As for the alternatives that could offer reverse proxy without ARR, I appreciate that you mention there are some, but again I would love to hear from you or anyone offering more about those. I have tried to find them before with no success. I did say I didn't mind if they are 3rd-party add-ons. 🙂
And it's not that I am anti-ARR, but I fear that because it does much more than just setup reverse-proxying, it would be that some would either not want to or perhaps even not be allowed to enable it. And yes, I realize ARR "is" at least those two things you list, but it also adds still more, from load balancing to caching, and several more features listed at the bottom of that page. Again my concern is that someone may worry that adding such a toolbox when they want just a hammer may be overkill.
For instance, they may want simply one IIS instance (perhaps running as a Docker container) to proxy requests to just one backend server (perhaps also in Docker), to avoid exposing that backend publicly. You mention Tomcat, and there is its AJP approach to connecting IIS to it. But Tomcat also offers its own web server. Someone may want to leverage IIS features to be the front-end for a site, but have those requests then processed by the backend Tomcat. That would be a perfect use case of enabling such a proxy.
And of course both Apache and nginx make it simple, but IIS does not. And adding ARR is overkill for that one need. So again if there is any alternative that would provide for this, I'd love to hear it. This URL Rewrite option of a "reverse proxy" rule was compelling, until I found everywhere that it was only offered if ARR was added.

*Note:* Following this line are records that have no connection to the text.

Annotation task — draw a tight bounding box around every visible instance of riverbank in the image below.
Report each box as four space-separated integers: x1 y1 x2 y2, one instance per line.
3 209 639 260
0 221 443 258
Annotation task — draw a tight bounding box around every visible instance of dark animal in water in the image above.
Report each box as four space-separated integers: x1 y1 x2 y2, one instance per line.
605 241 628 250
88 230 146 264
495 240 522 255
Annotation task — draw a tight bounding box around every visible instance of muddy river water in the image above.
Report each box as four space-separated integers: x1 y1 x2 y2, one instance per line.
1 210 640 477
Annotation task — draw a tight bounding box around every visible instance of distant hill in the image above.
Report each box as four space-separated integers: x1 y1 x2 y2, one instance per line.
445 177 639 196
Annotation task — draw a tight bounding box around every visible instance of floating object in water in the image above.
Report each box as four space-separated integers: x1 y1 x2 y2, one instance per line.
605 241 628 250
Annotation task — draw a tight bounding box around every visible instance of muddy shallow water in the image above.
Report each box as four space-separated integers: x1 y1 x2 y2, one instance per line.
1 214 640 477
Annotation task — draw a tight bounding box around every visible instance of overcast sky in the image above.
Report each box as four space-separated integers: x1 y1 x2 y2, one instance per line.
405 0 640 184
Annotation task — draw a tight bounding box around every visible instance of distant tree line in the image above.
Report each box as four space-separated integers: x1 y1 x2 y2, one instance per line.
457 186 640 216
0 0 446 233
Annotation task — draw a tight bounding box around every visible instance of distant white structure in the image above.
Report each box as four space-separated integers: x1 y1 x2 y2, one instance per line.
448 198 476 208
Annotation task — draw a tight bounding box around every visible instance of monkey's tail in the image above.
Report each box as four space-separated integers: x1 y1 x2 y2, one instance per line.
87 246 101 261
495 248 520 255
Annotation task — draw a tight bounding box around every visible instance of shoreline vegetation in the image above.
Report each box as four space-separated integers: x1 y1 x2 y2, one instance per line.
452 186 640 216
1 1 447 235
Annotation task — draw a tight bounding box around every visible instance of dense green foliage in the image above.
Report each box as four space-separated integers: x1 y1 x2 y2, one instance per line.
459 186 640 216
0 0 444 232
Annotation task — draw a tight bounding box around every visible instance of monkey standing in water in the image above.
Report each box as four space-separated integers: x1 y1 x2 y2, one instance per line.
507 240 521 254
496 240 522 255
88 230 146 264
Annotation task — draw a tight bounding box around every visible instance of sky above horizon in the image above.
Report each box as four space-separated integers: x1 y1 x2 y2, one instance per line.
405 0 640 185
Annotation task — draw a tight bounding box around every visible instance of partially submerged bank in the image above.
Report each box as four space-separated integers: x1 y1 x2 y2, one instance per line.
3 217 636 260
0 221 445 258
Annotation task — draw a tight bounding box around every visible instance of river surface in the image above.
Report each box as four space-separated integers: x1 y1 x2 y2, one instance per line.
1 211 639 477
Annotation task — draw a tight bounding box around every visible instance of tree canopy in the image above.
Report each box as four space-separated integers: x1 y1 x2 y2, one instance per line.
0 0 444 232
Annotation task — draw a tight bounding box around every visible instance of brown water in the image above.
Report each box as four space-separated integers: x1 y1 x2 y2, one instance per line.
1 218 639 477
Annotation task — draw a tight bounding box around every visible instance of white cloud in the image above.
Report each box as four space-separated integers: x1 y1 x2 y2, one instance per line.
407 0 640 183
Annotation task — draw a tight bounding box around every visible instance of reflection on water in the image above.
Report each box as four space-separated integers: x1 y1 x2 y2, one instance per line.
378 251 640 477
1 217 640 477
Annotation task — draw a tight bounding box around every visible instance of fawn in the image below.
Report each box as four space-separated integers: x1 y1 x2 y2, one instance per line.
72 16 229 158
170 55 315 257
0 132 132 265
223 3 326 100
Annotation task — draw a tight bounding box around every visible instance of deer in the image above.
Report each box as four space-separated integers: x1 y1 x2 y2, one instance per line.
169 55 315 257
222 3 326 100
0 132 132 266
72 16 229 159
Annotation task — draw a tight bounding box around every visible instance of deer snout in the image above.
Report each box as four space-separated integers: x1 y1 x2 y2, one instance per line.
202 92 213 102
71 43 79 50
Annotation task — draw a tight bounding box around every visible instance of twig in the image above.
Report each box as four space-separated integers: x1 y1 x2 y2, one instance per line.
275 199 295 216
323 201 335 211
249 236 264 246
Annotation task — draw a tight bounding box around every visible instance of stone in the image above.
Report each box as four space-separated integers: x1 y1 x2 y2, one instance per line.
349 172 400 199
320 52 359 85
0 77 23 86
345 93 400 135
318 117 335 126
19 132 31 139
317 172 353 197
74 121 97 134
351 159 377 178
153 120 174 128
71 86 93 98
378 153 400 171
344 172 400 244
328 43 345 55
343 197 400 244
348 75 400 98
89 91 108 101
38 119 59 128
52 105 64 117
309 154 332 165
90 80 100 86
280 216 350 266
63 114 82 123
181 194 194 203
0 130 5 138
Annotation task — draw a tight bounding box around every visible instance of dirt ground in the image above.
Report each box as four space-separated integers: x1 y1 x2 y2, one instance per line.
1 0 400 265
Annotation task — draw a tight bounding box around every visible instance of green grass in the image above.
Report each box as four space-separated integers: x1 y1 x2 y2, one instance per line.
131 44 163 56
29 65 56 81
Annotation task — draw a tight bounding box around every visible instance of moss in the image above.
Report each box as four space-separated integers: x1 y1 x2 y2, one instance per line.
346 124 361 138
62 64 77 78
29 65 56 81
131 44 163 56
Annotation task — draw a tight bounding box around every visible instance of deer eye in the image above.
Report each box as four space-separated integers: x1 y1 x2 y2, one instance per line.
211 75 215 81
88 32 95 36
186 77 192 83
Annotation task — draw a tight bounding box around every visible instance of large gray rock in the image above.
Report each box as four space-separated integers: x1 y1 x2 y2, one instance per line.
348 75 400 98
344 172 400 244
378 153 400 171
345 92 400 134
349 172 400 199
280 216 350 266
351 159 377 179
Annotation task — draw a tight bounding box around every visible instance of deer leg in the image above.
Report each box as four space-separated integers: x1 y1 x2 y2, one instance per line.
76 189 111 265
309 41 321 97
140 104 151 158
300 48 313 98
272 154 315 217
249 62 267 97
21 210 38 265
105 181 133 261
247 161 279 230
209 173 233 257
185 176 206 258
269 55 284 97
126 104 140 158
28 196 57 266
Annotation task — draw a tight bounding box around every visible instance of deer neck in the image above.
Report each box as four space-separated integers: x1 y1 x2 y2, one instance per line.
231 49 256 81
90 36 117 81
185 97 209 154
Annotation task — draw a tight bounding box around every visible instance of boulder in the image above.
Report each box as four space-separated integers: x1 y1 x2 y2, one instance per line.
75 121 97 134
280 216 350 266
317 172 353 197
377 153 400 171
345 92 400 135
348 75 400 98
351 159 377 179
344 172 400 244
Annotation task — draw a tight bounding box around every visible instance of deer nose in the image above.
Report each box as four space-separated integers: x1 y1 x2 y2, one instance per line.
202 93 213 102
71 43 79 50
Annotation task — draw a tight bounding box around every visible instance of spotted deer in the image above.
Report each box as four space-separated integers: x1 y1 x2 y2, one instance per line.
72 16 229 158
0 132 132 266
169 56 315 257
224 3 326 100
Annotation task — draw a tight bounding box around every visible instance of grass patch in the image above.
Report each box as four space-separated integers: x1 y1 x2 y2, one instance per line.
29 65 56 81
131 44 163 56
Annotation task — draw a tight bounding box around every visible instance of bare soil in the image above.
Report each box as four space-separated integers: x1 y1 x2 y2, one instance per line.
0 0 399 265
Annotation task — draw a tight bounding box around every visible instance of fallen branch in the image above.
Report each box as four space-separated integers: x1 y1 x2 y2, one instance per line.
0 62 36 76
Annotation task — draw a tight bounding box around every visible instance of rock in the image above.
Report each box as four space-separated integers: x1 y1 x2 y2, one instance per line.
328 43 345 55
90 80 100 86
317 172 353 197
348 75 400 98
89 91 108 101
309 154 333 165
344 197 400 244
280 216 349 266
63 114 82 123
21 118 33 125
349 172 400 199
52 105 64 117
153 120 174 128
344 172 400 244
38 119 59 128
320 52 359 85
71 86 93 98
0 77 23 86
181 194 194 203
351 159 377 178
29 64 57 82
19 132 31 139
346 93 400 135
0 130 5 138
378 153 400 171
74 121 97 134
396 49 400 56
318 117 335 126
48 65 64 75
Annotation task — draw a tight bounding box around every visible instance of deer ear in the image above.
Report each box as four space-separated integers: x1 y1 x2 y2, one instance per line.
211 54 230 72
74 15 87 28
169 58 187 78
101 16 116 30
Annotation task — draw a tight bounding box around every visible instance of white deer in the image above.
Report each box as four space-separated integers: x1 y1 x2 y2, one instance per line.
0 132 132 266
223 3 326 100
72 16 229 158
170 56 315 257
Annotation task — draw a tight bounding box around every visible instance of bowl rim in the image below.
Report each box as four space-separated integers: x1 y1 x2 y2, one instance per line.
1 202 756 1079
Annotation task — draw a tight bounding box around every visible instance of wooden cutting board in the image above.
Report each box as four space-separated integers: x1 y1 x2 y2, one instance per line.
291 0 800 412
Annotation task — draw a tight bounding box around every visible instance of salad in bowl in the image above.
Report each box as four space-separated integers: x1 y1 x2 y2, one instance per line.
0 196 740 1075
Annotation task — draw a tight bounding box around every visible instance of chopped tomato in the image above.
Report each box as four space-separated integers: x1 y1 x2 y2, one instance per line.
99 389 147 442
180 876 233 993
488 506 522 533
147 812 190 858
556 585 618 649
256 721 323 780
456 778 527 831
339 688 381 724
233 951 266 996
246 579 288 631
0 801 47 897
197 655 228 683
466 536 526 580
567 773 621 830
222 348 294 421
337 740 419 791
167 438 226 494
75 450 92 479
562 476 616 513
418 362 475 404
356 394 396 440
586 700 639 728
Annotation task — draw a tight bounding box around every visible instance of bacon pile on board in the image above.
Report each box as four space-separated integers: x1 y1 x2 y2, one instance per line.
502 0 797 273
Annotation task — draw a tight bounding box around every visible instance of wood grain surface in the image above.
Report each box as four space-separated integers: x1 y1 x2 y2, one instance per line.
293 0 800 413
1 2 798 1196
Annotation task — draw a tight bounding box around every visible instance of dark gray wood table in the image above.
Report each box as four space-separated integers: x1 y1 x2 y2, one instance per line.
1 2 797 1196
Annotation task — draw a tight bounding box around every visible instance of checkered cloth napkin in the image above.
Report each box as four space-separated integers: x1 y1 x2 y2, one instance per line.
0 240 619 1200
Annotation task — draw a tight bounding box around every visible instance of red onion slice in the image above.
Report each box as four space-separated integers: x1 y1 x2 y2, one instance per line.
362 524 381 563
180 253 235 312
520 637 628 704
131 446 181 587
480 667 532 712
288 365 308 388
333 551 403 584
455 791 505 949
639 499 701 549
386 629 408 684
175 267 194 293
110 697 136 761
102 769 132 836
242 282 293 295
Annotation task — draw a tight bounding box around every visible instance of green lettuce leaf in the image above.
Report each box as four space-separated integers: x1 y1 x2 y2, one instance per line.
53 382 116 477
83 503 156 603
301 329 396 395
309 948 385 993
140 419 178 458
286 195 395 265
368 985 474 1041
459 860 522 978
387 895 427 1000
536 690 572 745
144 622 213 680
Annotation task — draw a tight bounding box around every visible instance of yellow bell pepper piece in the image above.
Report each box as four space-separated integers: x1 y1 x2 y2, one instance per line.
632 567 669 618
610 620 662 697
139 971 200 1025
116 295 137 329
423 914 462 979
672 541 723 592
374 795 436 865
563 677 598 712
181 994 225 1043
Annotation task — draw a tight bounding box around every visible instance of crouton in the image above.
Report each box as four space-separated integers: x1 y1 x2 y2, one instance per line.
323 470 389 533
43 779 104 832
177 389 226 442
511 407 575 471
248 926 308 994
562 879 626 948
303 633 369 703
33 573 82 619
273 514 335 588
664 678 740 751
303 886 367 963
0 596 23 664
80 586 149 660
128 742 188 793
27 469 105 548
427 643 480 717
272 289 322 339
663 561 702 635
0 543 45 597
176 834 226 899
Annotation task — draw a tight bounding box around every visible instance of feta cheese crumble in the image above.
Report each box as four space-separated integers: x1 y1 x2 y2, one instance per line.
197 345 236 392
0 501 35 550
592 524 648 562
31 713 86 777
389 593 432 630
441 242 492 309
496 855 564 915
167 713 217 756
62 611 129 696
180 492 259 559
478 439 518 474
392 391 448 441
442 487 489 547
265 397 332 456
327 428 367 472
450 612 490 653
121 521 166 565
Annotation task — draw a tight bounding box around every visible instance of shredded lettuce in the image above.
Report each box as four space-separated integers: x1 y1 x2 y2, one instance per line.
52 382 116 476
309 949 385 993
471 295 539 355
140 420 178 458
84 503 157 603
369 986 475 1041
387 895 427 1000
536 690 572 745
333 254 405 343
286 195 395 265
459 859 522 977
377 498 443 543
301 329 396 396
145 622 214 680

And in case anyone may think it's just a technicality that the IIS UI only adds that rewrite option if ARR is installed, I can confirm that it will not work if you enable it via xml, such as in web.config, at least in trying to do a rewrite to a URL not processed by IIS itself, which again is my goal above. You will get errors indicating that IIS cannot process the request. Others have wanted to also do it (without respect to Docker) simply to have an IIS request be forwarded to some other back-end application, and they have encountered (and reported) the same problem.